Die Bundesrepublik ist seit der Vereinigung mit dem von kirchenfeindlichen Diktaturen geistig verwüsteten "Ostteil" atheistischer geworden. Der ungleiche Kulturkampf über mehr als ein halbes Jahrhundert hat tiefe Spuren hinterlassen.

Aber nicht der Atheismus ist das Problem. Der französische Schriftsteller George Bernanos beschrieb es im "Tagebuch eines Landpfarrers" vor mehr 70 Jahren so: "Das Unglück dieser Welt, der Jammer unserer Zeit ist nicht, daß es so viele ungläubige Menschen gibt, sondern daß wir Gläubige so mittelmäßige Christen sind."

Der Befund des Bernanos hat seine neuzeitlichen Formen. Er spiegelt sich im Akzeptanz-Verlust der Kirchen als Lebenssinn stiftende Institutionen, im Aufschwung von Sekten und Esoterik, in der Individualisierung der Sinn-Horizonte, ja in der Aufgabe von Sinn, der über das Leben hinausweist, überhaupt. All das läßt sich empirisch nachweisen. Es ist unter dem Strich der Verlust der Sinnsuche und damit der persönlichen Suche nach Gott.

Wer keine persönliche Erfahrung macht, kein persönliches Verhältnis zu Gott entwickelt - in der Stille, im inneren Gespräch, also im Gebet -, dessen Transzendenzbezüge verdunsten. Karl Rahner hat das kurz nach dem letzten Konzil geradezu prophetisch gesagt: "Der Fromme von morgen" werde einer sein, der Gott "persönlich erfahren hat, oder er wird nicht mehr sein".

Hier nun hört die Empirie auf und stößt die Demoskopie an ihre Grenzen. Es mögen weniger sein, die in die Kirchen gehen, aber vielleicht brennt ihnen, wie es in der österlichen Passage mit den Jüngern von Emmaus heißt, "das Herz, als er mit ihnen redete", obwohl sie ihn nicht erkannten, gleichwohl aber suchten. Schließlich findet der Akt des Glaubens ja auch im Herzen, "der Entscheidungsmitte des Menschen", statt, gestützt freilich durch Verstand und, wie die Kirchen lehren, auch durch Gnade.

Es glauben weniger, aber die dafür tiefer. Das wäre das zweite Drittel der Wahrheit. Das läßt sich zumindest in manchen Ländern Europas sagen, von Amerika sowieso. In Frankreich, der Heimat Bernanos', ist der geistliche Aufschwung nicht mehr zu übersehen. Auch in Italien, Irland, den Niederlanden oder Spanien sind Schwund und gleichzeitige Vertiefung des Glaubens zu beobachten. Etwa im Aufschwung geistlicher Bewegungen oder der Teilnahme an den Weltjugendtreffen mit dem Papst.

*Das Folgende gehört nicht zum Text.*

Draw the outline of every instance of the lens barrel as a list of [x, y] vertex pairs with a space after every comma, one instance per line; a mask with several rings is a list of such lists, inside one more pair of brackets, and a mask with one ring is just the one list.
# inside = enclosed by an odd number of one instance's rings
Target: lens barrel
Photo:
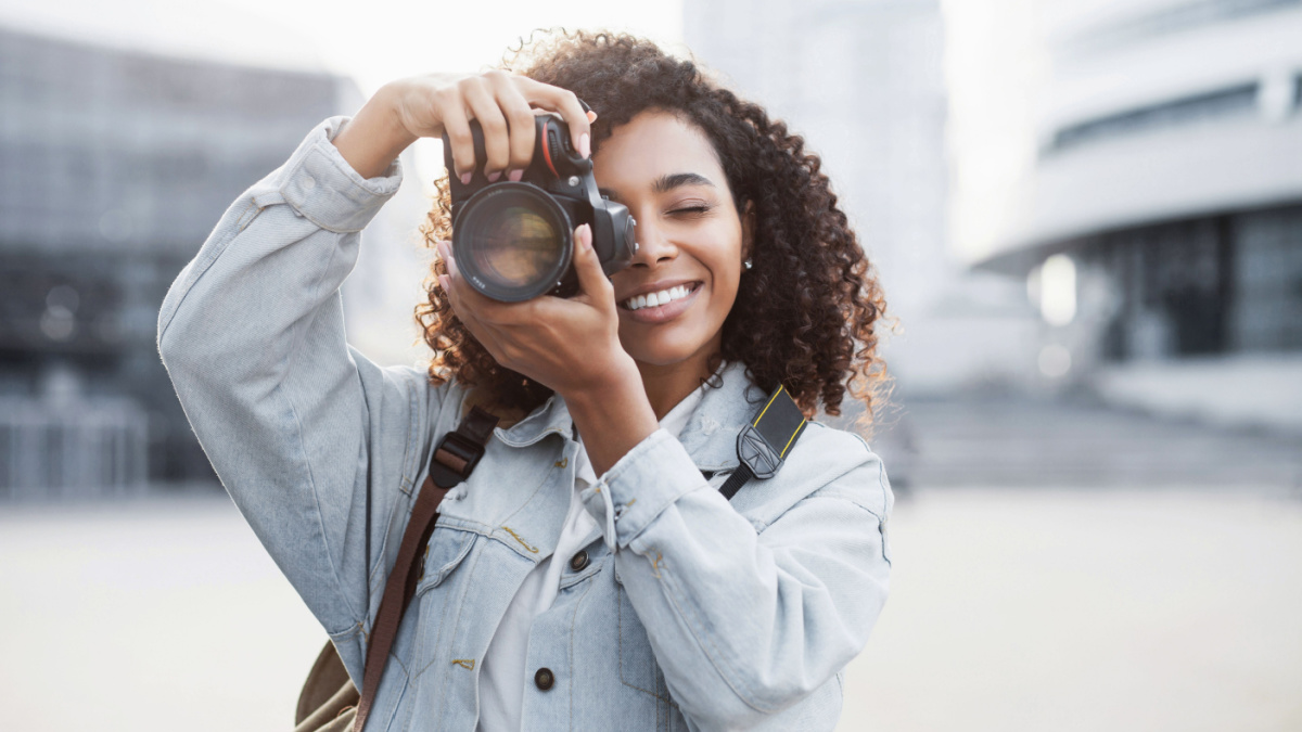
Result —
[[[547, 113], [534, 124], [534, 156], [518, 182], [490, 181], [479, 167], [462, 182], [452, 175], [452, 145], [443, 138], [457, 270], [473, 288], [503, 302], [578, 292], [573, 260], [579, 224], [592, 225], [592, 249], [607, 275], [628, 267], [637, 253], [629, 210], [600, 194], [592, 162], [574, 148], [565, 121]], [[475, 120], [470, 134], [475, 160], [484, 160]]]
[[466, 201], [452, 234], [466, 280], [503, 302], [555, 289], [574, 259], [574, 227], [543, 189], [526, 182], [490, 185]]

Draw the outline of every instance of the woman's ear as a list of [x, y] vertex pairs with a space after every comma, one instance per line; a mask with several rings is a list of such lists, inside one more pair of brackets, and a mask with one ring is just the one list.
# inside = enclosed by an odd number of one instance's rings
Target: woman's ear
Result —
[[741, 258], [750, 259], [755, 253], [755, 202], [747, 201], [741, 212]]

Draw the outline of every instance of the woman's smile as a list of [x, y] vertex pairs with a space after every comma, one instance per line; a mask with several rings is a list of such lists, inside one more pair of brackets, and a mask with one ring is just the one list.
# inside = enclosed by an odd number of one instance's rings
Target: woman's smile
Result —
[[665, 323], [684, 314], [697, 300], [702, 283], [680, 283], [674, 285], [652, 285], [641, 288], [642, 294], [620, 301], [620, 318], [631, 318], [639, 323]]

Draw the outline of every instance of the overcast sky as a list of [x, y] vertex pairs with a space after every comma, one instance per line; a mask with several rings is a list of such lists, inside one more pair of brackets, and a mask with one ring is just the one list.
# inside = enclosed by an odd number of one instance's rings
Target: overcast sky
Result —
[[365, 94], [421, 72], [473, 72], [535, 27], [682, 40], [682, 0], [0, 0], [0, 25], [228, 61], [328, 69]]

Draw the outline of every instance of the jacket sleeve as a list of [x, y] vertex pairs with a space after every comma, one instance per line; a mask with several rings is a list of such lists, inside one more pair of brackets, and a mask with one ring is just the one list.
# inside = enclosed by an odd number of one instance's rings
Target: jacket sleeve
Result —
[[168, 290], [158, 345], [223, 485], [359, 669], [443, 392], [345, 341], [340, 285], [401, 181], [397, 162], [371, 180], [349, 167], [331, 143], [346, 122], [227, 210]]
[[811, 694], [863, 650], [885, 603], [881, 461], [857, 436], [811, 429], [861, 458], [828, 474], [827, 451], [798, 445], [773, 479], [809, 490], [767, 525], [738, 513], [664, 430], [582, 495], [608, 526], [669, 692], [702, 729], [763, 727]]

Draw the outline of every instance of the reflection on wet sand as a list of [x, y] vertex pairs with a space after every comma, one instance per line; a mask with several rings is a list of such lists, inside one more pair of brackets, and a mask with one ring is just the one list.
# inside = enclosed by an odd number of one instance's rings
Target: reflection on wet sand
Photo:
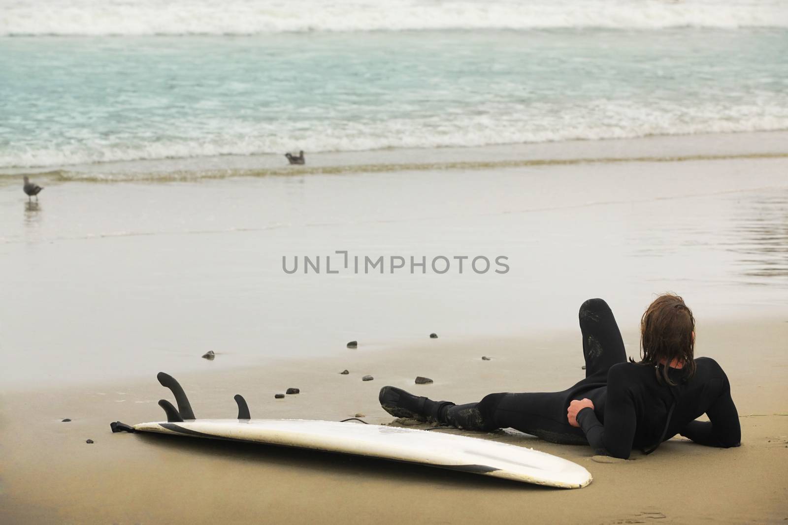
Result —
[[743, 256], [739, 259], [744, 266], [742, 273], [788, 277], [788, 190], [760, 193], [741, 204], [741, 214], [734, 227], [741, 242], [730, 250]]
[[24, 203], [24, 225], [37, 226], [41, 223], [41, 205], [35, 201]]

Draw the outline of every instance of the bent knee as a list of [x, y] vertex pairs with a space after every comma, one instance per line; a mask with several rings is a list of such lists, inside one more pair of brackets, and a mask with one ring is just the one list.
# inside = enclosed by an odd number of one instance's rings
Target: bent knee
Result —
[[506, 396], [505, 392], [500, 394], [489, 394], [481, 398], [478, 405], [476, 405], [477, 410], [481, 414], [481, 419], [484, 421], [484, 426], [487, 428], [497, 428], [496, 426], [495, 420], [495, 412], [498, 409], [498, 405], [500, 405], [501, 400]]
[[589, 299], [580, 305], [580, 312], [578, 316], [580, 321], [597, 321], [599, 320], [599, 314], [603, 312], [610, 312], [610, 307], [604, 299]]

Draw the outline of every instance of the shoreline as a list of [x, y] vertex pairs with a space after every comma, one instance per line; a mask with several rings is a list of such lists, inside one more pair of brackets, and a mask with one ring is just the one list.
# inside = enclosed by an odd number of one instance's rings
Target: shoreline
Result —
[[[240, 393], [253, 418], [339, 420], [362, 412], [367, 422], [382, 424], [393, 420], [377, 405], [377, 390], [385, 384], [458, 402], [492, 391], [565, 388], [583, 373], [578, 334], [559, 330], [472, 340], [439, 335], [414, 345], [374, 352], [361, 347], [342, 357], [288, 364], [272, 360], [215, 373], [165, 372], [183, 384], [198, 418], [232, 417], [232, 395]], [[625, 326], [623, 335], [627, 353], [637, 355], [637, 333]], [[397, 501], [396, 508], [408, 509], [416, 523], [434, 523], [436, 512], [452, 523], [475, 522], [460, 503], [470, 497], [481, 499], [479, 510], [491, 518], [527, 512], [543, 523], [612, 523], [659, 514], [672, 523], [778, 523], [788, 513], [782, 475], [788, 468], [788, 392], [781, 373], [788, 366], [782, 348], [786, 338], [788, 322], [779, 318], [699, 324], [697, 355], [717, 360], [730, 379], [742, 424], [738, 449], [674, 438], [652, 455], [635, 452], [623, 464], [600, 464], [592, 460], [585, 446], [554, 445], [511, 431], [451, 431], [533, 447], [583, 465], [594, 481], [571, 491], [310, 451], [111, 434], [110, 421], [161, 419], [155, 400], [170, 396], [154, 377], [109, 383], [106, 391], [83, 385], [39, 390], [35, 396], [5, 392], [0, 397], [5, 456], [0, 517], [13, 523], [208, 523], [223, 516], [251, 523], [262, 516], [283, 521], [297, 512], [306, 519], [360, 523], [374, 515], [393, 523], [401, 520], [400, 513], [386, 509]], [[748, 358], [750, 352], [759, 358]], [[482, 361], [481, 355], [492, 359]], [[339, 374], [344, 368], [351, 373]], [[362, 382], [366, 374], [374, 380]], [[417, 375], [434, 383], [413, 385]], [[275, 392], [289, 386], [301, 393], [273, 399]], [[62, 417], [72, 421], [61, 423]], [[85, 444], [88, 438], [95, 442]], [[660, 487], [658, 494], [643, 491], [644, 475]], [[326, 483], [336, 490], [322, 491]], [[230, 486], [236, 490], [221, 488]], [[426, 490], [429, 501], [418, 495]], [[721, 490], [726, 497], [714, 499]], [[307, 494], [310, 497], [304, 499]], [[188, 505], [169, 505], [171, 501]], [[666, 507], [666, 501], [675, 501], [685, 505]], [[715, 508], [708, 507], [709, 501], [716, 501]], [[559, 502], [565, 507], [558, 516], [552, 505]]]
[[[110, 161], [0, 168], [0, 186], [23, 175], [53, 183], [199, 182], [255, 176], [363, 174], [397, 171], [484, 170], [590, 164], [775, 159], [788, 157], [788, 131], [661, 135], [495, 144], [307, 152], [305, 166], [279, 153]], [[403, 162], [403, 158], [408, 159]]]

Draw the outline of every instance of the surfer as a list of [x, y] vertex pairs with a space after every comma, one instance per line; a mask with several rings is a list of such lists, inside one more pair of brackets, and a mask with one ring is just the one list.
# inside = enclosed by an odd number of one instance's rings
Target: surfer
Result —
[[[694, 358], [695, 319], [678, 295], [658, 297], [641, 319], [641, 360], [626, 361], [610, 307], [589, 299], [580, 307], [585, 379], [551, 393], [490, 394], [455, 405], [381, 389], [381, 405], [396, 417], [467, 430], [511, 427], [546, 441], [589, 444], [597, 453], [626, 459], [650, 453], [677, 434], [728, 448], [742, 438], [730, 385], [709, 357]], [[697, 421], [705, 413], [709, 421]]]

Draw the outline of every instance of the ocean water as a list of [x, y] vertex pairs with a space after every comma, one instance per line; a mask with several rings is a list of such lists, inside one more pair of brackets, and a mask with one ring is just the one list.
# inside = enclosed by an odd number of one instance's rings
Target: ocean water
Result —
[[782, 0], [0, 0], [0, 174], [788, 129]]

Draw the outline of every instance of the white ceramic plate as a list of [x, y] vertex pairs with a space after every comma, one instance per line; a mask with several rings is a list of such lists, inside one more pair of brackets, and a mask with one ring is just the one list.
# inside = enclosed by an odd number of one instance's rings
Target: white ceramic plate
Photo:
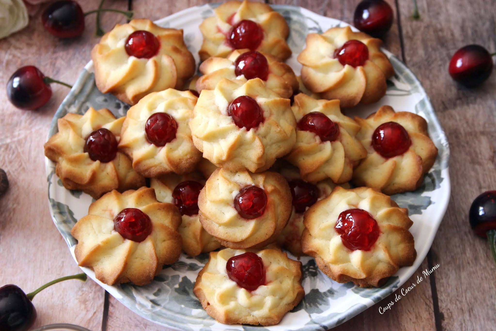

Dennoch gilt die Bemerkung Heideggers, wonach das Christentum der Neuzeit seine kulturprägende Macht eingebüßt habe. Man mag achselzuckend darüber hinweggehen und das als Phänomen der Postmoderne einstufen. Aber hier beginnt das dritte Drittel. Die Religiosität oder ihr Fehlen ist auch eine Frage der Identität, des Selbstverständnisses einer Gemeinschaft. Thomas Mann sprach in diesem Sinn vom "instinktunsicher gewordenen Erdteil Europa" und Arnold Gehlen von der "gewaltlosen Lenkbarkeit" der Menschen, denen eben dieser Sinn für die eigene Identität abhanden gekommen ist. Wenn Europa noch einmal eine Rolle spielen will in der Welt, dann reicht es nicht, auf die Statistiken mit den großen Potentialen zu verweisen. Optionen sind noch keine Weltpolitik. Die Politiker sollten zuerst einmal fragen, was Europa ist und wohin es soll. Da wäre die Besinnung auf die eigene (christlich-jüdisch-hellenistische) Kultur schon ein Gewinn. Aber das ist mit Blick auf das politische Personal in Deutschland wohl der schwierigste Teil der Wahrheit.